The Soil Association has today (Monday, April 25) launched a petition calling on UK supermarkets to remove harmful pesticides from their soya supply chains.
According to the charity, the pesticides sprayed on poultry-feed crops in Latin America kill bees, endanger wildlife and pose risk to the health of farmworkers and their families.
Many of the pesticides applied to soya cops in Brazil for example, are illegal to use in the UK – or the EU – it said. Industrially farmed British chickens are then fed this soya from Brazil, it added.
The Association is now calling on UK supermarkets to end this cycle and has launched an online petition asking for voices to be added to this call.
The Stop Poison Poultry campaign calls on the following supermarkets in particular: Aldi, Asda, Co-op, Iceland, Lidl, Marks and Spencer, Morrisons, Sainsbury’s, Tesco and Waitrose.
Soil Association campaigns advisor Cathy Cliff said:
“British shoppers should be able to walk into a supermarket and buy food that isn’t harming children, killing bees, or threatening rare and treasured wildlife thousands of miles away.

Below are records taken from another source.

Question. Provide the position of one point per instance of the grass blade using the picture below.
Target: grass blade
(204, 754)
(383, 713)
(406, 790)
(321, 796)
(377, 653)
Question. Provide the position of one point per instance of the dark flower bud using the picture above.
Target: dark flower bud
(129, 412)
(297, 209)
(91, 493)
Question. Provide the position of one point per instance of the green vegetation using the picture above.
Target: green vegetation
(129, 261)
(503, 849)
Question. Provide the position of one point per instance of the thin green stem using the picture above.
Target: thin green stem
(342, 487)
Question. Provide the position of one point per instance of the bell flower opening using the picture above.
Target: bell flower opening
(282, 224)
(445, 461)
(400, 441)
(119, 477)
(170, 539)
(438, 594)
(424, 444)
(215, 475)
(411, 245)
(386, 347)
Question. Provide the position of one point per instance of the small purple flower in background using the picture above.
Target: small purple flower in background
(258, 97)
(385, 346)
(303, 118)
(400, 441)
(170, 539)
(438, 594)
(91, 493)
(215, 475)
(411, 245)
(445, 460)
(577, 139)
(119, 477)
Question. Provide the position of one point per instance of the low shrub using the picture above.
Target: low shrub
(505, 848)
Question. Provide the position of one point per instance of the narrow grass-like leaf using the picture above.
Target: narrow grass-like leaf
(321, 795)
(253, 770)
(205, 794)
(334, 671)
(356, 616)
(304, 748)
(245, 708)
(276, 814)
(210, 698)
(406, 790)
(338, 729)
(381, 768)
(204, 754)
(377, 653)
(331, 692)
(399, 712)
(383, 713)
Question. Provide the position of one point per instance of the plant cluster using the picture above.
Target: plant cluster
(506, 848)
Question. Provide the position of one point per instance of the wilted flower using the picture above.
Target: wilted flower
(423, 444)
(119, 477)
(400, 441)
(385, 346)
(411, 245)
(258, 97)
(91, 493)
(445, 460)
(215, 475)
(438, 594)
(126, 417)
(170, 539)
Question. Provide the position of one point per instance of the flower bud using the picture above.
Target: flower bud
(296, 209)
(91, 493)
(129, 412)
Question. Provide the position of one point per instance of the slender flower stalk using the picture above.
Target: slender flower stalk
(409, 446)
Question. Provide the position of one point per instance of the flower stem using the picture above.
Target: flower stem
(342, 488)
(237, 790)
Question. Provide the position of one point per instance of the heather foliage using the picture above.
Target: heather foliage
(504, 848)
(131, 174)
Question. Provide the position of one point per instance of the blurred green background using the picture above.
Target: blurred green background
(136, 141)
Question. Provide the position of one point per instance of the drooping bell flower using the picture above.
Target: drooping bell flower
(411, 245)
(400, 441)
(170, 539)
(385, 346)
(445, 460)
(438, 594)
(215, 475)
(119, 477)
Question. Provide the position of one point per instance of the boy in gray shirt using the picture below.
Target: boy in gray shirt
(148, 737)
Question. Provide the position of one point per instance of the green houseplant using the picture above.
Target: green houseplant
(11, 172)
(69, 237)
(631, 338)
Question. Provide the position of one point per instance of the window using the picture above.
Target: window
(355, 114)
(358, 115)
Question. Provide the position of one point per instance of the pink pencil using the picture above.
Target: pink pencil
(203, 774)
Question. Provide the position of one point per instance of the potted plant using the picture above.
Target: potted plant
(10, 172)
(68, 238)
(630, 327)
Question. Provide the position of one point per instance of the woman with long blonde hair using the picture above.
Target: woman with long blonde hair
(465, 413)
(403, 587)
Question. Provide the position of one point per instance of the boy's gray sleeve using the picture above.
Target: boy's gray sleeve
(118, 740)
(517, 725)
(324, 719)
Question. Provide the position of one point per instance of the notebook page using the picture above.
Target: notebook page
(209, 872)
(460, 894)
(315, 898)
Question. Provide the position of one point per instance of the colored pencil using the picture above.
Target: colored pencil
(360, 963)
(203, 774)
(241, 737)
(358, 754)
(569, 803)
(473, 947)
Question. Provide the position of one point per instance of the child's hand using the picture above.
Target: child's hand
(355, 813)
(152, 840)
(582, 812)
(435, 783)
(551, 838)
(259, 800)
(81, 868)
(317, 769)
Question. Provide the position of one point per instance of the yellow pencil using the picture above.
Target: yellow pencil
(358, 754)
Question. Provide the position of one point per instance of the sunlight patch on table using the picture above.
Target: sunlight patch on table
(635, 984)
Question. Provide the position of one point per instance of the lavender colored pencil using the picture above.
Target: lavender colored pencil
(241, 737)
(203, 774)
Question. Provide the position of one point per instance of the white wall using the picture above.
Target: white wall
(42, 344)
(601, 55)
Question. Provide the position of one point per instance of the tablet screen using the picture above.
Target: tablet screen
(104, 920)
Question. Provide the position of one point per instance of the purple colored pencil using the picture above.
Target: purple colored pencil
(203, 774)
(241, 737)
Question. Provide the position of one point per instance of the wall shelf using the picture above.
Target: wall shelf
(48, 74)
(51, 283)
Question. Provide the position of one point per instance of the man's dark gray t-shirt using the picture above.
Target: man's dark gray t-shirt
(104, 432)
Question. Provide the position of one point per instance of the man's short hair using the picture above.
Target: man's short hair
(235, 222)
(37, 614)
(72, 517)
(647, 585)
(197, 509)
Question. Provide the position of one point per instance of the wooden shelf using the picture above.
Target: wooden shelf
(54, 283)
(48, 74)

“The average British chicken casts a toxic shadow and comes with a poisonous price tag – and vulnerable animals and communities are paying that price with their health.”
Brazil is one of the biggest pesticide-using countries in the world and has an estimated 70,000 pesticide poisonings every year.
“The scale of highly hazardous pesticide use in Brazil is terrifying, as is our chicken industry’s reliance on these soya crops,” Cliff added.
“It is a hidden scandal that both British shoppers and farmers are largely blind to, and it must not continue – we must stop the poisoning associated with UK poultry farming.”